同じような境遇なのかもしれないと、女性へ親近感を覚えたが、今はそのことを話してる場合ではない。ぼけっとしてたら、雪村薫の言葉を聞き逃す。陽介は改めて、聞き役に集中する。
「後から知った話ですが、たくさん騙されていたみたいでした。借金もかなりあって……生活も厳しかったです。でも……母親は常に笑顔でした。決して弱音を吐かず、最後まで当たり前のように誰かを信じていました。そんな母親を間近で見ていたからこそ――」
そこまで言ったところで、雪村薫は台詞を続けられなくなった。昔を思い出して、とうとう涙を我慢できなくなったのである。
「人を信じるのは悪いことじゃない。いつか責める私に、母はそんな言葉を口にしました。反発した頃もありましたが、いつしか強い人だと尊敬するようになっていました」
涙を拭いて、再び語り始めた雪村薫が遠い目をする。女性が頑なに人を信じようとしたのは、母親の影響だったのである。
「借金を背負わされても、文句ひとつ言わずに働き、母は見事に完済しました。けれど、無理がたたり翌月には……」
雪村薫の表情を見れば、疲弊しきった母親がどうなったかなんて聞くまでもなかった。
「母のお葬式の日、ほとんどの人が陰で母を笑いました。間抜けな人間だと、見下しました。だからこそ、私は誓ったのです。

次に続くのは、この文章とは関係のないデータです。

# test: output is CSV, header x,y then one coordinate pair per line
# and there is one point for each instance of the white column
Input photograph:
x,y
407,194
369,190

心から人を信じて生きていこうと……誓ったのです」
よほどその部分を強調したかったのか、誓ったという言葉を女性は二度繰り返した。雪村薫にとって人を信じるということは、母親の仇討ちみたいなものだったのかもしれない。率直に陽介はそう思った。
人を信じたからといって、騙されるばかりではない。きっと幸せになれる。葬儀で実母を笑った連中に、自身の人生をもって証明したかったのではないか。憶測にすぎないものの、陽介は半ば確信を抱いていた。
「でも……駄目ですね……」
せっかく拭き終えたのに、女性の頬へ涙がまたこぼれてくる。
「やっぱり……騙されてばかりで……人を……信じても……いいことなくて……うう……ううう……」
とうとう本格的に泣き出してしまった雪村薫を前に、どうしたらいいかわからず陽介はおろおろする。

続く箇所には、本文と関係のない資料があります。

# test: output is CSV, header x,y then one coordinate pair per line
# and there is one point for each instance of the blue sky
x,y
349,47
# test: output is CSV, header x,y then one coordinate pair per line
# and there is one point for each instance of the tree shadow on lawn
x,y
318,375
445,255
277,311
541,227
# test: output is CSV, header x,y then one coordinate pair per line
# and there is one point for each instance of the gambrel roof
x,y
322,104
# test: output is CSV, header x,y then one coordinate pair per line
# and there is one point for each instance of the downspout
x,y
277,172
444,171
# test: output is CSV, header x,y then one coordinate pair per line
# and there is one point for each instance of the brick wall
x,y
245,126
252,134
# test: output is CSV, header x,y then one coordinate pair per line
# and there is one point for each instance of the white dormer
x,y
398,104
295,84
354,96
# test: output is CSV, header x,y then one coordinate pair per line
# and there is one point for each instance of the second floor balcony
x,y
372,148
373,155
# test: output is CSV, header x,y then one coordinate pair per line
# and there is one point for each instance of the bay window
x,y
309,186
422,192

下手な慰めをしたところで、白々しいだけであり、たいした解決策になるとは思えない。けれど、黙ってるだけなのも、何だか冷たい感じがした。
「……ごめんなさい……全部、杜若さんの言うとおりでしたね……これからは……むやみに人を信じるのを止めます……」
他ならぬ陽介自身が、何度もそう忠告してきたのに、いざ雪村薫からそうした台詞を言われると胸が痛んだ。
「……止める必要なんかない」
気づけば、そう発言していた。これには相手女性も驚き、丸くした目を陽介に向けてくる。

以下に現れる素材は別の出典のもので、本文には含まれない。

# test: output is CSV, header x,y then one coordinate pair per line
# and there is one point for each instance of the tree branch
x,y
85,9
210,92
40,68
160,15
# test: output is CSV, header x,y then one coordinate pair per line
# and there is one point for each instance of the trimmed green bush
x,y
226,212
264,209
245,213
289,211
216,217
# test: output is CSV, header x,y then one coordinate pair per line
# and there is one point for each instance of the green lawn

「人を心から信じれるってのは、そうそうできることじゃない。お母さんがせっかく残してくれたものだろ。大切にしろよ」
「で、でも……」
「十回騙されても、最後に報われれば、それでいいんじゃないか?」
自分自身でも何を言ってるんだろうと思ったが、人を信じなくなった雪村薫を見たくなかった。
信じられないことだが、たった数日立ち話をしただけで、陽介は目の前の女性に惹かれていたのである。
「お母さんの影響があったといっても、いきなり他人を純粋に信じれたりはしない。アンタ――雪村さんにも、素質がしっかり受け継がれていたのさ」
励ますつもりで言ったのだが、相手女性は自嘲気味に「フフ」と笑った。
「騙されやすい素質をですか……? それって、立派な劣性遺伝ですよね」
「――違う」
雪村薫の発言を、陽介は強い口調で一刀両断にした。
声だけでなく、目つきも険しくなっていたのだろう。相手女性が、少しだけ怯えた表情を見せる。
それでも陽介は表情を変えることなく、雪村薫へ自身の思いを告げる。